Absence of population genetic differentiation in the New Zealand greenshell mussel Perna canaliculus (Gmelin 1791) as assessed by allozyme variation.

Genetic variation in the endemic New Zealand greenshell mussel, Perna canaliculus (Gmelin 1791), was examined using starch-gel electrophoresis at seven protein-coding loci (Idh; Acon-1; Acon-2; Gpd; Pgi; Pgm; Pgd) in 35 populations (N=1038 mussels). For all loci and all populations, Fisher's exact tests indicated highly significant departures from Hardy-Weinberg equilibrium (HWE), but this overall result was caused by significant heterozygote deficiencies at only two loci (Pgm and Pgd), and in only three northern populations (Kuaotunu, Te Haumi and Days Bay).

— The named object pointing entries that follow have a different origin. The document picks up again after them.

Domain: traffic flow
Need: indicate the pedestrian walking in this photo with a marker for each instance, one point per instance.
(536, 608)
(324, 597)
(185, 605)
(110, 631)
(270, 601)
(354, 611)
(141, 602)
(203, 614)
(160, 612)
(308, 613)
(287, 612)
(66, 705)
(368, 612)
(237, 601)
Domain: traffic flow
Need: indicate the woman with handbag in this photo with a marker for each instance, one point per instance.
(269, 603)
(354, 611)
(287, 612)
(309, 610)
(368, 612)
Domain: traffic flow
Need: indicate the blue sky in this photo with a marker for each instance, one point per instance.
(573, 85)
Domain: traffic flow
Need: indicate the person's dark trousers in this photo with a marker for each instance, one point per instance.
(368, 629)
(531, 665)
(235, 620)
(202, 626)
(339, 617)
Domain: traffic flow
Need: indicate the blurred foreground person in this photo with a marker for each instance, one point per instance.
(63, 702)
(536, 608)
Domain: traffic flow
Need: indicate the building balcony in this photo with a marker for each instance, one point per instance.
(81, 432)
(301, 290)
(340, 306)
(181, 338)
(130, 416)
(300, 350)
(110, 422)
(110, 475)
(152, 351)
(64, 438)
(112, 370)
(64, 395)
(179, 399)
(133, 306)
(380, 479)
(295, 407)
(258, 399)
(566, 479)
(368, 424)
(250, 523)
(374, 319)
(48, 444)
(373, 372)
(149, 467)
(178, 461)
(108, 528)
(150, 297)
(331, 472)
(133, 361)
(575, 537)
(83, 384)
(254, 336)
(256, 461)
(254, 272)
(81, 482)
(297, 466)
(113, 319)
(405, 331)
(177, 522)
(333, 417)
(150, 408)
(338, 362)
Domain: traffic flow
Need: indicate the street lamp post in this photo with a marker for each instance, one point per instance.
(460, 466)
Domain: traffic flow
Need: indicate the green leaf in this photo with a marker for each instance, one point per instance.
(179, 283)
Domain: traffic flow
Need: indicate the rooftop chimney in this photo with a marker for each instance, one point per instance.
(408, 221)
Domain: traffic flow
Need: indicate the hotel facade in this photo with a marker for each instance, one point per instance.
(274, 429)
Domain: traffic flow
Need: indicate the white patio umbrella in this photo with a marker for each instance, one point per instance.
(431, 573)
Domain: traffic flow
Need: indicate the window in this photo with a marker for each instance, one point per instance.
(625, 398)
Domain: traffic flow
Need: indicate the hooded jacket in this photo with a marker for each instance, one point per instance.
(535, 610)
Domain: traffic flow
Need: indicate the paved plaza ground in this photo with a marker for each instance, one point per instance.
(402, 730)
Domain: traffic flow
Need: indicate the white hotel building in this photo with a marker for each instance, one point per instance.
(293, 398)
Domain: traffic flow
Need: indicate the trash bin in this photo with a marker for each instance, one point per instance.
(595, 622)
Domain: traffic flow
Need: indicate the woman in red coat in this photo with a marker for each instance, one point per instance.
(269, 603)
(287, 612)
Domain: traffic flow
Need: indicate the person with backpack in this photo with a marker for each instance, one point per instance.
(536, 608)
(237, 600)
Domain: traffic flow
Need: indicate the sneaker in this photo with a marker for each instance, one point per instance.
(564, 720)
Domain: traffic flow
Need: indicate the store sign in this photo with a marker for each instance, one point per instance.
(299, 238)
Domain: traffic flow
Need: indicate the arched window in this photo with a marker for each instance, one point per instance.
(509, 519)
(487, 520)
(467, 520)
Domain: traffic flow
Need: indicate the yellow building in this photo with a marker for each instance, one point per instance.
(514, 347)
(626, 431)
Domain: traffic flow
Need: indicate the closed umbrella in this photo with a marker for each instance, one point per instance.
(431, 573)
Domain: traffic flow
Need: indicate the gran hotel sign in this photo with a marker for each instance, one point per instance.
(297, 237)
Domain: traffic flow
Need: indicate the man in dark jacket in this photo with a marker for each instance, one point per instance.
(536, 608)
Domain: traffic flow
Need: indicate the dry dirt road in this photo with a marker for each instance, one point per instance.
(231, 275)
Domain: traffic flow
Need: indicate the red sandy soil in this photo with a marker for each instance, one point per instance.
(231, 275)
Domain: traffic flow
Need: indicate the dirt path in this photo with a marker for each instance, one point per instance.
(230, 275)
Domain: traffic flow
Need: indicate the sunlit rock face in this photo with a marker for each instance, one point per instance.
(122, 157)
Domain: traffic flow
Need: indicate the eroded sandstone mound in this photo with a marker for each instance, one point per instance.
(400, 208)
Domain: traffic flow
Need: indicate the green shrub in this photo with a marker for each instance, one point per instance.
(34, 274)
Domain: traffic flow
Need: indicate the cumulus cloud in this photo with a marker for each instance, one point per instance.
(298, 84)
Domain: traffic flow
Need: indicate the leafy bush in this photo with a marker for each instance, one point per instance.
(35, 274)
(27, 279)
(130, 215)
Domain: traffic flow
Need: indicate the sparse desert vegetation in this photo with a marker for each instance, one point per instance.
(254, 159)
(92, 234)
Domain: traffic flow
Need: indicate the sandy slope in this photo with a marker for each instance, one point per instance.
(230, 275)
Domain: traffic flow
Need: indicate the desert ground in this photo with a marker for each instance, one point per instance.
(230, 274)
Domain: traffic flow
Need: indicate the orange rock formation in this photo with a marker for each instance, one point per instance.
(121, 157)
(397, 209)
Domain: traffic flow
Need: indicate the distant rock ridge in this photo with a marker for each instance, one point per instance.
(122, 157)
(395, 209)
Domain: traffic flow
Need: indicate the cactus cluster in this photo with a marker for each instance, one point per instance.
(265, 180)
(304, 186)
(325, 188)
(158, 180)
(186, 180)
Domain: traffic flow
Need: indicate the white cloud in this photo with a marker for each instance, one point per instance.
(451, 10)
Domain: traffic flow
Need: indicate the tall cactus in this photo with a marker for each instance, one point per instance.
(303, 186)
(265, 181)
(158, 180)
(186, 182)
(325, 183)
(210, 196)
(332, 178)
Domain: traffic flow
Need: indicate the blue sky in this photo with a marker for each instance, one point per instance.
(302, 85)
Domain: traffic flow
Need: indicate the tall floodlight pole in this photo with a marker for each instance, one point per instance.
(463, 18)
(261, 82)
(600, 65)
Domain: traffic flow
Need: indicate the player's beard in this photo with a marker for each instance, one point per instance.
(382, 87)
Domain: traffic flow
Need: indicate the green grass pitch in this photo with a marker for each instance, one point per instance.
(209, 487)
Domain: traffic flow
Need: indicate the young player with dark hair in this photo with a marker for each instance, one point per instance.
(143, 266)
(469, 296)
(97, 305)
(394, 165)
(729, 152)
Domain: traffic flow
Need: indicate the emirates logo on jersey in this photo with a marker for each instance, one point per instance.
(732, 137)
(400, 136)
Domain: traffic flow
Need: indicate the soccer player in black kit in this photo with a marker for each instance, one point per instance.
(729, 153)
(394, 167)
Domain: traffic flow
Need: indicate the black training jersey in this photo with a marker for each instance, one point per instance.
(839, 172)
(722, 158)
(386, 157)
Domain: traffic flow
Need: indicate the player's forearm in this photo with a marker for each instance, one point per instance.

Allelic and genotypic differentiation between population pairs at individual loci and across all loci were nonsignificant, and genotypic disequilibrium at each locus pair was also nonsignificant for all populations. Genetic variation in all populations was high (mean heterozygosity, 0.210+/-0.113), while Nei's D among populations was very low (0.002+/-0.002). Low population subdivision (θ=-0.001+/-0.002) and high levels of gene flow (Nm(p)=10.18; Nm(θ)=infinity) also indicated that the single panmictic unit model best explains population genetic homogeneity in P. canaliculus over a north-south distance >2000 km. Lack of genetic subdivision in this species is discussed in light of two previous allozyme studies, with differing results: one suggested that a north-south division exists between greenshell mussel stocks, and the other suggested that population structure in this species can be explained through isolation by distance model modified by local hydrology.